Dec. 4 at 9:57am
I’m not the type The Sinner’s Guide to Natural Family Planning was written for. I mean, I’m a sinner, but I don’t hate NFP. I’ve never struggled with it or resented it. Jules and I had so much happy exposure to Dietrich von Hildebrand and John Paul II before we got married that we were never even tempted to use artificial contraception. We saw too clearly that it’s a destroyer of life and love.
We did fall under the influence of Providentialism for a little while. But it wasn’t long before we detected its error. It isn’t the teaching of the Church; it’s a rigorist “adding to the law.” The actual law is much more merciful and sympathetic to the real challenges and stresses of family life in the modern world.

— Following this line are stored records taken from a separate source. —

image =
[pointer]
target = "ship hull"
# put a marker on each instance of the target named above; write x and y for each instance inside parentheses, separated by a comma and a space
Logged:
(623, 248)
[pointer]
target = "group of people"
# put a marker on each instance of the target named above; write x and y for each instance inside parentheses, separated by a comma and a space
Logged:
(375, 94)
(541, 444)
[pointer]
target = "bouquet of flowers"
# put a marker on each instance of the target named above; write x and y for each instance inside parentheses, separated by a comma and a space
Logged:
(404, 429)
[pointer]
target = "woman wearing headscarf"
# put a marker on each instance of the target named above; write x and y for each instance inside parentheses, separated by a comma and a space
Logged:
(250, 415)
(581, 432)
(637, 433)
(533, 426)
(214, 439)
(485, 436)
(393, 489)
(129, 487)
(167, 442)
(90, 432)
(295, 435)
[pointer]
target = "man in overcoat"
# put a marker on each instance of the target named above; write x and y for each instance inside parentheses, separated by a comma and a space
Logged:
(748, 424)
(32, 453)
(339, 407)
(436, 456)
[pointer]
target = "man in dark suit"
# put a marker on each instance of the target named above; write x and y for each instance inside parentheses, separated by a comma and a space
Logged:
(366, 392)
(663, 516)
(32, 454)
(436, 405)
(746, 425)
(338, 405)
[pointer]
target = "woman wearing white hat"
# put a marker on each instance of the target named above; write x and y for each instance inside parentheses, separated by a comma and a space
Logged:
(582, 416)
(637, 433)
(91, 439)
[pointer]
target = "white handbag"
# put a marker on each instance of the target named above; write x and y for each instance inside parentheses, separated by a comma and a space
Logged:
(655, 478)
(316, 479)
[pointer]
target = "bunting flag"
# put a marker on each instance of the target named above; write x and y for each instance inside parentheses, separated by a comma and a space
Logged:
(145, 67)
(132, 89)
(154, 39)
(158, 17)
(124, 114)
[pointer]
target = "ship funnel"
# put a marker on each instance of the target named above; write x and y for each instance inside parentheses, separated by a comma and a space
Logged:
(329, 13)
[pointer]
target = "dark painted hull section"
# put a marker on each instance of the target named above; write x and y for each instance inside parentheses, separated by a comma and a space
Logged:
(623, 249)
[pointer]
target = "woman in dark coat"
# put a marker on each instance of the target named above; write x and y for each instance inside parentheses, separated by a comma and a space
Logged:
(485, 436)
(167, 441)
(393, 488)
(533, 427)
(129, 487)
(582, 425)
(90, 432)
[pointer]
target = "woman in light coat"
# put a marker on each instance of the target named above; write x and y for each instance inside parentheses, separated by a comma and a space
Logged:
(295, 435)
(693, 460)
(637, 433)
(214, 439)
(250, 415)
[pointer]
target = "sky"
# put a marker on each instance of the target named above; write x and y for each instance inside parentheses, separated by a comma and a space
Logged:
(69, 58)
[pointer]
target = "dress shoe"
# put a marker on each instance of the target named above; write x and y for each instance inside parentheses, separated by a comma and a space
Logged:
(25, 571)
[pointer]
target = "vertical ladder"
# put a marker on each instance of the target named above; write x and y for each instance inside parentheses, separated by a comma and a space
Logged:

So, my main attitude toward NFP throughout marriage has been one of immense admiration and gratitude for the gift. Which isn’t to say there aren’t moments—of course there are—when having to stick with it is frustrating. But that’s true of everything worthwhile, isn’t it?
I don’t think of myself as one of those “sunshine and buttercups” NFP boosters either. I’ve defended it in the public arena against Providentialist aggression, but I don’t gush over it. I’ve never taught it—because I can’t bear to discuss my sex life at all with strangers (it’s hard enough to discuss it with my husband) and I can’t bring myself to say “mucus” out loud in mixed company. But I have generally taken it for granted that couples who use it must love it as I do—love the awareness it brings of the mysterious workings of the female body, love the transcendence over selfish desire that it inculcates in both spouses, love the sense of freedom and responsibility that goes with the conscious stewardship of the procreative power of our union. I love that I regularly experience my husband denying himself out of loving concern for me and our family. I love that I’ve been married nearly 25 years and I still am given to feel month by month a kind of impatience of ardor, and the goodness of delayed desire finally fulfilled. I love that I remember exactly where and when each of my five children was conceived…
Whenever I think about NFP I feel like I so often feel when enjoying a great meal, or a piece of chocolate, or a glass of wine. “God didn’t have to do this! He could have made us to eat grass. He could have had it so that we don’t eat at all. Instead, He spreads out this fabulous, endless array of deliciousness for us to enjoy day by day.” God didn’t have to design the female body with detectable rhythms of fertility and infertility. He didn’t have to make it so that the same act that engenders new persons draws the spouses to each other in love and desire, transporting them with pleasure, filling them with consolation, and deepening their union, whether or not a child is conceived. But He did, praise Him. “Behold what manner of love the Father has given unto us!”
Maybe that is a little sunshiny buttercups. But anyway, it’s my experience.
Until I read this book, I honestly didn’t know that there were so many couples out there who really struggle with NFP. I knew it calls for some discipline, which of course nobody loves. I knew that you can get confused about where you are in your cycle—especially when you’re nursing a baby or a toddler—and end up with an unexpected pregnancy. Or, you can just cave in to the want of the moment against your better judgment. But that’s just life, right? “Failure” happens with contraception too. And if a baby comes in spite of your intention to postpone pregnancy, well, the general life-affirming attitude of NFP makes it easy to remind yourself that God will provide, and you’ll never regret it afterwards. (Also, it helps to get you more serious about that discipline part the next time around.)
I didn't know that for some couples, NFP can be a serious hardship and a strain on the marriage. I hadn't noticed that for those people, the NFP happy talk can be depressing and aggravating—a stumbling block, not a help.
Simcha has opened my eyes to human suffering going on all around me that I had been totally oblivious to. It’s good to be healed of obtuseness. It opens us to Truth and to others in a new way, at a new depth.
Her book has changed my understanding of the Faith the way it works in the world, and the way we ought to be communicating it. It has helped cause in me exactly the shift I think Pope Francis is calling for on the part of the Church as a whole. If we want the world to hear our message of hope, it’s important that we don't offer it like self-appointed and self-satisfied instructors explaining what others need to do to be more like us. We have to present ourselves as fellow sinners who understand and sympathize with the miseries of being human, because that’s us.
The Sinner's Guide to NFP is funny and warm, utterly human, and completely down to earth, without being too crude. If you struggle with NFP, get it so you know you're not alone and can be encouraged. If you don't struggle with NFP, because it's easy for you, or because you're a priest maybe, get it to get real.